Can’t this work for rand-family and all others ?

If it can, it would be neither verbose, nor via implicit dependency. It would reduce the so called “spooky action at a distance”.



Yes, that’s right, thanks for the example.
But as you say, it’s only at REPL, you only need 1 extra redefinition (f) by a few keystrokes, and you do the same thing when you redefine variables that are defined in terms of other variables.

I would not say it’s an exception, but that the rule as initially formulated was incomplete.
It didn’t deal with cases when the free variable cannot be matched with a variable that already has a value – like what happens above.

Or like what happens next: value of obj doesn’t exist yet at the moment of definition of get:

obj = (let a = 1 
    get() = obj.a  # obj is free var
    (; get,a)
end)

A possible general rule that seems natural is to fix the value for a free variable as soon the matching variable in an outer scope gets itself a value.

One could choose another later moment for this fixing (say, at the first call of the function, as @PatrickHaecker suggested, intentionally or not) – and would still serve the main purpose of disallowing implicit dependence on external variables – but I think the downside is that the later the fixing, the harder to predict what value that free var will take, in general.

EDIT:
Probably the simplest general rule is to just not allow free vars that cannot be resolved to values at definition time. Which obviously kills the use patterns above, but might have other benefits in simplicity/reasoning.

Not easy question :slight_smile: . My current opinion is that we restrict the meaning of “same effect” to what’s defined, controllable and observable in given programming language.

A simpler example: if a function is supposed to only return the integer 14, then, the effect is considered “same” if , at end of function execution, 14 is on top of the “stack”. Or, simpler, if the function call can be used as argument for any another function as if it was given 14 directly. But at exactly which address on the stack that will happen… and other such low level details are not within the purview of the given (high level) language.

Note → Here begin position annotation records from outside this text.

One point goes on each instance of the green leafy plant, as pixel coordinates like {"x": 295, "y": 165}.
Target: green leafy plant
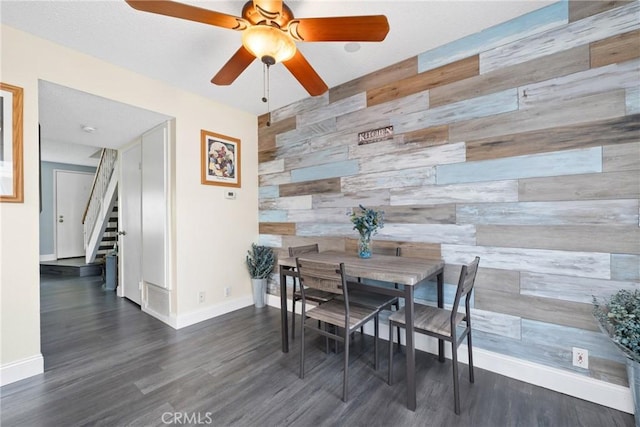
{"x": 367, "y": 221}
{"x": 260, "y": 261}
{"x": 619, "y": 317}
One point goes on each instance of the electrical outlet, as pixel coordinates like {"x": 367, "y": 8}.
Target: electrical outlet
{"x": 580, "y": 358}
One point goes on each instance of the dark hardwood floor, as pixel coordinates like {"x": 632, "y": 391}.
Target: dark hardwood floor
{"x": 107, "y": 363}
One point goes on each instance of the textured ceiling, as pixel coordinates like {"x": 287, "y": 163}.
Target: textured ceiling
{"x": 187, "y": 54}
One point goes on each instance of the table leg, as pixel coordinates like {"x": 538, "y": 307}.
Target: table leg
{"x": 283, "y": 311}
{"x": 411, "y": 350}
{"x": 441, "y": 305}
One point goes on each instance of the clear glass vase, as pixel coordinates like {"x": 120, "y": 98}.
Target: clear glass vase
{"x": 364, "y": 246}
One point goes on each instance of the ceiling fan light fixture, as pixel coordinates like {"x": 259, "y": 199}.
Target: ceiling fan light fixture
{"x": 269, "y": 44}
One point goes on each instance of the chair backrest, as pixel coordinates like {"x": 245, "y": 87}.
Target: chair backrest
{"x": 324, "y": 276}
{"x": 465, "y": 284}
{"x": 296, "y": 251}
{"x": 383, "y": 250}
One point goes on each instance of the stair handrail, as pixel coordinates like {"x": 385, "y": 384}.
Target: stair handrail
{"x": 101, "y": 179}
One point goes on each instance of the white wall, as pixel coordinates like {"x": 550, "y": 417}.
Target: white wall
{"x": 210, "y": 233}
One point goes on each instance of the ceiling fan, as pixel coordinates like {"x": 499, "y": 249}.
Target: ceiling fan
{"x": 269, "y": 32}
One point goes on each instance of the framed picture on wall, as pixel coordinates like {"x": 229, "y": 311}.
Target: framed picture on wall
{"x": 220, "y": 159}
{"x": 11, "y": 168}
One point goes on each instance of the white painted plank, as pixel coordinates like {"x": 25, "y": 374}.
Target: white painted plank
{"x": 410, "y": 177}
{"x": 335, "y": 109}
{"x": 350, "y": 200}
{"x": 593, "y": 28}
{"x": 496, "y": 323}
{"x": 589, "y": 82}
{"x": 482, "y": 106}
{"x": 372, "y": 116}
{"x": 570, "y": 162}
{"x": 285, "y": 203}
{"x": 272, "y": 166}
{"x": 486, "y": 192}
{"x": 578, "y": 289}
{"x": 430, "y": 233}
{"x": 564, "y": 263}
{"x": 605, "y": 212}
{"x": 418, "y": 157}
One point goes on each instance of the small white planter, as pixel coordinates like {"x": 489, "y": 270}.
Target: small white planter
{"x": 259, "y": 292}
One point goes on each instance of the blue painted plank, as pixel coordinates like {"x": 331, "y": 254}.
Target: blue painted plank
{"x": 534, "y": 22}
{"x": 330, "y": 170}
{"x": 268, "y": 192}
{"x": 570, "y": 162}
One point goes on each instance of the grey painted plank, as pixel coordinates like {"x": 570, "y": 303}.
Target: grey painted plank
{"x": 613, "y": 185}
{"x": 589, "y": 82}
{"x": 564, "y": 263}
{"x": 590, "y": 29}
{"x": 482, "y": 106}
{"x": 567, "y": 288}
{"x": 568, "y": 162}
{"x": 585, "y": 238}
{"x": 590, "y": 212}
{"x": 485, "y": 192}
{"x": 417, "y": 157}
{"x": 563, "y": 113}
{"x": 410, "y": 177}
{"x": 625, "y": 267}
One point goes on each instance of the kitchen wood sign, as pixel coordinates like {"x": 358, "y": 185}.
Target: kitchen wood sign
{"x": 375, "y": 135}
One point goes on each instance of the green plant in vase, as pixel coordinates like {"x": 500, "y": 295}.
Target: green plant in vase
{"x": 366, "y": 222}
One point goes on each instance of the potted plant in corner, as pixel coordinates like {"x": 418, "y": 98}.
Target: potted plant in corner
{"x": 260, "y": 263}
{"x": 619, "y": 317}
{"x": 366, "y": 222}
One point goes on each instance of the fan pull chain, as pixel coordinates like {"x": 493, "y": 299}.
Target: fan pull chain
{"x": 267, "y": 96}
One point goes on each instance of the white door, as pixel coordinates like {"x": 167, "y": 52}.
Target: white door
{"x": 72, "y": 192}
{"x": 130, "y": 241}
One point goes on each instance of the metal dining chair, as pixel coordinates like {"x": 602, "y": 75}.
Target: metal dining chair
{"x": 316, "y": 296}
{"x": 374, "y": 300}
{"x": 442, "y": 324}
{"x": 345, "y": 317}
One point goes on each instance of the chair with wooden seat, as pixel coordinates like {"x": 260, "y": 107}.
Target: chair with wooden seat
{"x": 375, "y": 300}
{"x": 313, "y": 295}
{"x": 443, "y": 324}
{"x": 345, "y": 317}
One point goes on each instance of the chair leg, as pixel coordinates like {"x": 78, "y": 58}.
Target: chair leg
{"x": 301, "y": 375}
{"x": 456, "y": 391}
{"x": 376, "y": 361}
{"x": 470, "y": 350}
{"x": 345, "y": 378}
{"x": 390, "y": 372}
{"x": 397, "y": 304}
{"x": 293, "y": 318}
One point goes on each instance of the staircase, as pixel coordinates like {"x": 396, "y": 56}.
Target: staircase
{"x": 101, "y": 215}
{"x": 109, "y": 242}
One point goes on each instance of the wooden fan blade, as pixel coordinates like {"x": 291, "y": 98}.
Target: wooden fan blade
{"x": 270, "y": 9}
{"x": 191, "y": 13}
{"x": 234, "y": 67}
{"x": 305, "y": 74}
{"x": 373, "y": 28}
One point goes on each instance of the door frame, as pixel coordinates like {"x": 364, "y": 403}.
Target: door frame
{"x": 55, "y": 204}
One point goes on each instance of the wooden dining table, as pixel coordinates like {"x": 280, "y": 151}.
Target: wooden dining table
{"x": 405, "y": 271}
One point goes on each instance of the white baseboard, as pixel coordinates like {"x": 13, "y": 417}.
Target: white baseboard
{"x": 25, "y": 368}
{"x": 207, "y": 313}
{"x": 48, "y": 257}
{"x": 576, "y": 385}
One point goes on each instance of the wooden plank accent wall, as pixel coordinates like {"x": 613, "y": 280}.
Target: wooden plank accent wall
{"x": 519, "y": 144}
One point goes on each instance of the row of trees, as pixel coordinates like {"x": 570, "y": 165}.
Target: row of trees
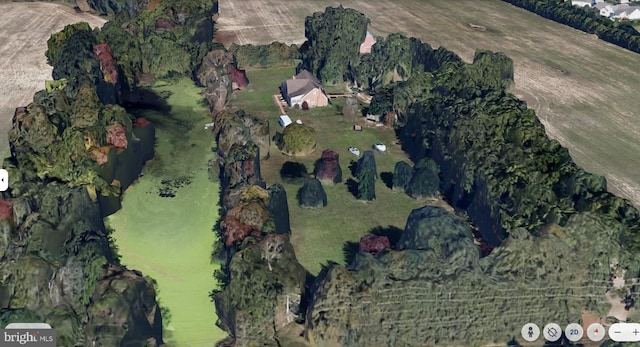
{"x": 273, "y": 54}
{"x": 585, "y": 19}
{"x": 496, "y": 159}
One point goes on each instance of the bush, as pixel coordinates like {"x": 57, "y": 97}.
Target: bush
{"x": 293, "y": 172}
{"x": 402, "y": 173}
{"x": 367, "y": 161}
{"x": 312, "y": 194}
{"x": 298, "y": 139}
{"x": 366, "y": 185}
{"x": 424, "y": 182}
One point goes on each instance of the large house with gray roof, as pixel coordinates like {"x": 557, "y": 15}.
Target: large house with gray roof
{"x": 304, "y": 87}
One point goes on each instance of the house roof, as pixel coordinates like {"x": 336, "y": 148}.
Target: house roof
{"x": 306, "y": 75}
{"x": 296, "y": 86}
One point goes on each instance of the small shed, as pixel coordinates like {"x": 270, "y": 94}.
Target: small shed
{"x": 239, "y": 80}
{"x": 373, "y": 117}
{"x": 284, "y": 120}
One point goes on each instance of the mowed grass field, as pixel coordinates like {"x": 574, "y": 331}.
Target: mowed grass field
{"x": 318, "y": 236}
{"x": 25, "y": 28}
{"x": 170, "y": 238}
{"x": 582, "y": 88}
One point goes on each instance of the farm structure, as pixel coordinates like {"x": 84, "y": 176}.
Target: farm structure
{"x": 304, "y": 87}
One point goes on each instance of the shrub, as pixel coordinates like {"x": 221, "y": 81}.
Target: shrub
{"x": 298, "y": 139}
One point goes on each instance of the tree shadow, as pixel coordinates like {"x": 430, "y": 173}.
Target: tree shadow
{"x": 293, "y": 172}
{"x": 387, "y": 178}
{"x": 316, "y": 166}
{"x": 144, "y": 98}
{"x": 349, "y": 251}
{"x": 352, "y": 186}
{"x": 393, "y": 233}
{"x": 353, "y": 167}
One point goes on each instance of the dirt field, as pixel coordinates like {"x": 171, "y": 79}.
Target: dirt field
{"x": 25, "y": 29}
{"x": 581, "y": 88}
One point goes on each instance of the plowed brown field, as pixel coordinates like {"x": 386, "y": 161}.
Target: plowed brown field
{"x": 24, "y": 31}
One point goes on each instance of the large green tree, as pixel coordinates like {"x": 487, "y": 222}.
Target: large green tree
{"x": 333, "y": 42}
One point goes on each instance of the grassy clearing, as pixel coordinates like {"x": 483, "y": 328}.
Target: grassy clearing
{"x": 319, "y": 235}
{"x": 581, "y": 87}
{"x": 170, "y": 238}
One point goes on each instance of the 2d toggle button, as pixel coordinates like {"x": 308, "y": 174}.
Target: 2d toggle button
{"x": 4, "y": 180}
{"x": 625, "y": 332}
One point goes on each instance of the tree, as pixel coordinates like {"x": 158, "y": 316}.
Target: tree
{"x": 366, "y": 185}
{"x": 312, "y": 194}
{"x": 350, "y": 109}
{"x": 333, "y": 40}
{"x": 279, "y": 208}
{"x": 368, "y": 161}
{"x": 424, "y": 181}
{"x": 298, "y": 139}
{"x": 272, "y": 247}
{"x": 402, "y": 173}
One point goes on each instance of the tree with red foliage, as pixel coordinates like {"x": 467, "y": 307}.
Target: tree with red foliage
{"x": 235, "y": 231}
{"x": 141, "y": 122}
{"x": 374, "y": 244}
{"x": 107, "y": 64}
{"x": 6, "y": 210}
{"x": 327, "y": 168}
{"x": 117, "y": 136}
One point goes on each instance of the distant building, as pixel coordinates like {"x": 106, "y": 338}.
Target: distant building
{"x": 304, "y": 87}
{"x": 581, "y": 3}
{"x": 284, "y": 120}
{"x": 239, "y": 80}
{"x": 369, "y": 41}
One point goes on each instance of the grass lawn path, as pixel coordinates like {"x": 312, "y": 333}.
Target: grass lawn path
{"x": 170, "y": 238}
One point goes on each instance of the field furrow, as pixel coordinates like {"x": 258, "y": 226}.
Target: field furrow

Similarly for print(14): the effect is “same” if a 14 is printed (or at least sent to the OS to be printed and that returns success that it was printed) at the end of the string already printed on the screen. That the state of the screen now may be a bit different than at last call time is a detail to disconsider, from the perspective of the given language and what’s controllable by the given definition of print(x).

The way I see it is that reading a value from global memory is just getting input information; that can change the effect (output, in a more general sense than just return value) if that input is used so in some function.
But maybe you mean more complex scenarios like when in order to read global value, need to “stop the world”/ lock the access and that changes the (observable, in this language) effect of other parts of the program.

Let’s call it input transparency, or explicit dependency on inputs: no hidden inputs to change the effect/output (output in a more general sense than just return value).

Yes, it’s (only) a subset of restrictions for what is classically meant, in programming, by “function purity” - but that is an advantage.
You’re not forced to always track/declare state (in “out” parameters) or to avoid changing it or have to learn Monad theory etc.

But you still adopt the essence of the mathematical notion of function: that for the same given inputs, the output should be the same, at any call.
Just generalize “output” to mean not just a return value but any defined “effect”. “Output action” if you will.